Sgt. Neal Gaalswyk, Crow Wing County sheriff's boat and water safety supervisor, said today Piekarski drove his four-wheeler into a large space of water that opened recently on the bay. An aerial photograph of the open water appeared on the front page of Thursday's Dispatch.
"He drove right into the big crack in the lake," said Gaalswyk, adding it was unclear why the man didn't see the open water. "It was a pretty big area of open water. It was a bright shining day, no blowing snow and good visibility."
A DNR pilot told Gaalswyk that the four-wheeler's tire tracks appeared to be heading toward Iven's On the Bay on the south side of the Highway 371 bay. Gaalswyk also said there was speculation Piekarski was going to Merrifield -- the quickest route would be across the three bays of North Long Lake -- but he couldn't confirm that.
While it was unknown how much experience Piekarski had, his wife told Gaalswyk that Piekarski was familiar with the lakes, the ice conditions and he was safety conscious. The man kept the four-wheeler at a friend's house in East Gull Lake.
Piekarski drove into about 10 feet of water. Though awaiting autopsy results from the Crow Wing County Coroner's Office, Gaalswyk said the death is being investigated as a probable cold water drowning. The Crow Wing County Sheriff's Department was attempting to recover the four-wheeler from the bay today.
The sheriff's department is urging people to use caution when driving on ice. Conditions can vary on a lake, with ice thickness ranging from 20 inches to open water, and changing from day to day.
No ice should be considered safe. And Gaalswyk said snowmobile, four-wheeler or even automobile operators should avoid the ice if possible.
"That's the advice I use in my own actions," said Gaalswyk.
The open water wasn't marked, said Gaalswyk, and the sheriff's department is not planning to mark the ice. A sign would be placed at the Highway 371 bay public access about the open water.
Gaalswyk said efforts to mark or fence open water in the past hasn't worked because fences rarely stay up for more than a day. Instead, he said, people need to assess ice conditions on a daily basis for themselves.
"It's the position of the sheriff's office that, with 417 lakes in the county and a number of them have open water on them, people need to use extreme caution," said Gaalswyk, opting instead to inform people through publicity and the media. "And we don't want to give a false sense of security to people, who don't see signs, that the lake is secure.
"At any given time, on any given say in any conditions ice can be unsafe."
Saturday's drowning was the year's second ice-related drowning in the state.

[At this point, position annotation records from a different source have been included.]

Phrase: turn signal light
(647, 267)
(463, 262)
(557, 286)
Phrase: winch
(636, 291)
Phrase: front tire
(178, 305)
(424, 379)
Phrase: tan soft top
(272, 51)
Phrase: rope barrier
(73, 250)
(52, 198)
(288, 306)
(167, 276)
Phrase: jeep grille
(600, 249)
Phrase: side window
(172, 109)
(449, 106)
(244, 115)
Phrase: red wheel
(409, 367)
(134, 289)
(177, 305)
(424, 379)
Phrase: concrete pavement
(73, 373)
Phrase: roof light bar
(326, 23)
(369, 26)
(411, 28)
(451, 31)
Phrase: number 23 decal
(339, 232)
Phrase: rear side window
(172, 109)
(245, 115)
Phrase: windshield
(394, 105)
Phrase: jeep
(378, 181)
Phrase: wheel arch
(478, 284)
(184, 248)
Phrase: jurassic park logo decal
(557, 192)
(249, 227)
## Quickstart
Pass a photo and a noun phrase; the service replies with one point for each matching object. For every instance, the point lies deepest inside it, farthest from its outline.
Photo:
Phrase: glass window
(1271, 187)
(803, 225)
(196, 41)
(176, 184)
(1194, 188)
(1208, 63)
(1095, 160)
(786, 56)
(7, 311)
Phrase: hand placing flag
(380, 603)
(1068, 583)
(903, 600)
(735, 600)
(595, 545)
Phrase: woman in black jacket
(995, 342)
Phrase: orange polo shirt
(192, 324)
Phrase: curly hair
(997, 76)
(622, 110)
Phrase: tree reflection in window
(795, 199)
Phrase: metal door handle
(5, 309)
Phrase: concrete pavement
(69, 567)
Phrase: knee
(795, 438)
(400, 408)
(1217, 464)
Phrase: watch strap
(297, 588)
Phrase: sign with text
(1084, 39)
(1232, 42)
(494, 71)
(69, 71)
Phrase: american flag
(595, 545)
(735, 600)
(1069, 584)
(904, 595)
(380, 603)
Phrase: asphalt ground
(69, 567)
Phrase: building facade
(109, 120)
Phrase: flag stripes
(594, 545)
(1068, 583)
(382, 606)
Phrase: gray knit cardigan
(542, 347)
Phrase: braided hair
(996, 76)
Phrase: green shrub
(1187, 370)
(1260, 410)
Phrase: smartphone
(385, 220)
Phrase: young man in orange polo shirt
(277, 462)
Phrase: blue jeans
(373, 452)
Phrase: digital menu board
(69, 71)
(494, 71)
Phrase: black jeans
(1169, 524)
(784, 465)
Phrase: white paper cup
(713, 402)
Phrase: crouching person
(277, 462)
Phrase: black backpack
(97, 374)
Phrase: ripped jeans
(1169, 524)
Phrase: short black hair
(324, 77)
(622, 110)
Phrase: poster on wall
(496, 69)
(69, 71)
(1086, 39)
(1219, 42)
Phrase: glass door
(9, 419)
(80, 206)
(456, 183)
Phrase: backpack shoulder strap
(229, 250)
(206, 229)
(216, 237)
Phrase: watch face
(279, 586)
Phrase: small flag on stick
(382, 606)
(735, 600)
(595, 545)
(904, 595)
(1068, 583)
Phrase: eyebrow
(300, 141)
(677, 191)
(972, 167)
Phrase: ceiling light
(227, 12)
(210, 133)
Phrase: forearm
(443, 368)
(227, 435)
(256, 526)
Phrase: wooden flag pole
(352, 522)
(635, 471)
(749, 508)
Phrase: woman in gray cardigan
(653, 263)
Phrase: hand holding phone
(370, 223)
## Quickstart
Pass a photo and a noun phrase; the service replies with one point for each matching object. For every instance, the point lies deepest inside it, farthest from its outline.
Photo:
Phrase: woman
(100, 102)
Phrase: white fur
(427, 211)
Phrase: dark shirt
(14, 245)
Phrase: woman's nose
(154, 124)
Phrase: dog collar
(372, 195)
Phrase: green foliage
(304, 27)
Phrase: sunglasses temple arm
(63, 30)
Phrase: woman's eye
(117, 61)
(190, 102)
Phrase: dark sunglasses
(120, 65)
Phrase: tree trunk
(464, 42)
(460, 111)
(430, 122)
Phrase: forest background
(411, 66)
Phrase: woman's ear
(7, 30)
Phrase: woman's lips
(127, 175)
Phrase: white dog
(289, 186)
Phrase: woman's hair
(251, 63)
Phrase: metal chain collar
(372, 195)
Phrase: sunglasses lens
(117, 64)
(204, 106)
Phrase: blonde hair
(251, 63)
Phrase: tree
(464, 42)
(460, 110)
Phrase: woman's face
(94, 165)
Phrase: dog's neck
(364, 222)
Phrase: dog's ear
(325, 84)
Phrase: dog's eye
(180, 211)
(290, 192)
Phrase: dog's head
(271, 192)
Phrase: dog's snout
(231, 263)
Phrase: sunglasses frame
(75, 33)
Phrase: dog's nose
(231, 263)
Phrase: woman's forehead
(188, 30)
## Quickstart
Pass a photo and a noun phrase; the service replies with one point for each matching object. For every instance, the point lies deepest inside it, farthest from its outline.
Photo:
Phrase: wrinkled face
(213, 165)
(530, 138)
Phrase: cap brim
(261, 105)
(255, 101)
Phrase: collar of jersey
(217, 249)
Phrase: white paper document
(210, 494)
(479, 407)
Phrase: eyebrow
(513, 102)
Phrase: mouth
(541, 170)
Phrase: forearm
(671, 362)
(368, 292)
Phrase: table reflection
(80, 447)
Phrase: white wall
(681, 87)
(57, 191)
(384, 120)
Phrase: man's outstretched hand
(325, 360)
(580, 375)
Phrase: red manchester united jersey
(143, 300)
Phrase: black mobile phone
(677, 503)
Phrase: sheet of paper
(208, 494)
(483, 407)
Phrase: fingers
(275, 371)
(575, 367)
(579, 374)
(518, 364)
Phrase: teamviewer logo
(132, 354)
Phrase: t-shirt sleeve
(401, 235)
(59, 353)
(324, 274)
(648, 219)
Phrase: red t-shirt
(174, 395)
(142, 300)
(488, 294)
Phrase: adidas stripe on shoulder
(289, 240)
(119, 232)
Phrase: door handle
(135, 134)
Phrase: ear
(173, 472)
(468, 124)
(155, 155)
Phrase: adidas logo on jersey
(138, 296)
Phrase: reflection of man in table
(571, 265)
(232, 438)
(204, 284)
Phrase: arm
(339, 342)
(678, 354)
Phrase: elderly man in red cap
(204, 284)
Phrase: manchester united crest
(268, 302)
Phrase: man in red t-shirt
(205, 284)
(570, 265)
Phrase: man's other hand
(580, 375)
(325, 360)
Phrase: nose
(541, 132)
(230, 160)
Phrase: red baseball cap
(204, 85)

Despite the two ice-related drownings this year, Tim Smalley, a water safety specialist with the DNR in St. Paul, said it has been a below average year for such fatalities. For the 2001-2002 ice season, there have been only three ice-related deaths in the state.
"It's half the average of six or seven people per year the past 10 years," said Smalley. "People are a lot smarter around the ice." During the 1982-1983 ice season, 22 people died in ice-related accidents.